19 Ekim 2006 gün ve 26324 sayılı Resmi Gazetede yayımlanan Kamu Zararlarının Tahsiline İlişkin Usul ve Esaslar Hakkında Yönetmeliğin[1] “Tanımlar” başlıklı 4’üncü maddesi kamu kaynağını; borçlanma suretiyle elde edilen imkânlar dâhil kamuya ait gelirler, taşınır ve taşınmazlar, hesaplarda bulunan para, alacak ve haklar ile her türlü değerler olarak ifade etmiştir.
İl özel idaresi ve belediyeler kamu idaresi niteliğindeki kamu kuruluşlarıdır. Dolayısı ile bu idarelerin kaynaklarının da kamu kaynağı olduğunda tereddüt yoktur.

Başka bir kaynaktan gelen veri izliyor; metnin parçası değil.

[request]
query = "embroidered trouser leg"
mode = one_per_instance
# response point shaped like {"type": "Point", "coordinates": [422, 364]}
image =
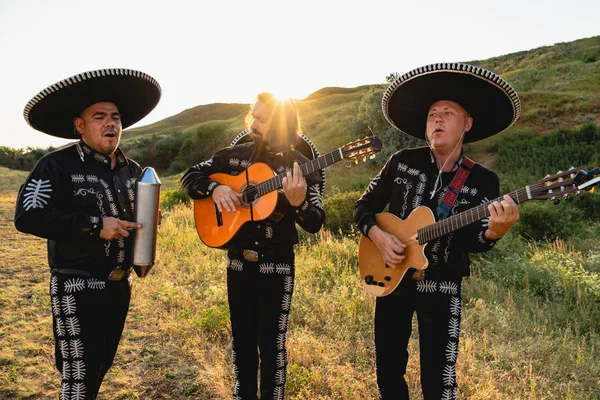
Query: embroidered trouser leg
{"type": "Point", "coordinates": [260, 296]}
{"type": "Point", "coordinates": [438, 308]}
{"type": "Point", "coordinates": [88, 320]}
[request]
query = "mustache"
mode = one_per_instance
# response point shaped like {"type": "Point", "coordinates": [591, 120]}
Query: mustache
{"type": "Point", "coordinates": [110, 130]}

5018 sayılı Kanunun 71’inci maddesi sadece kamu kaynağında usulsüz azaltma yapmayı kamu zararı olarak tanımlamamış, kamu kaynağında artışa engel olmayı da kamu zararı olarak kabul etmiştir. Örneğin, bir kamu görevlisi idarenin bir alacağını eksik tahsil ederse ya da alacağın tahsilini imkansız hale getirirse bu durum da kamu zararı olarak değerlendirilecektir.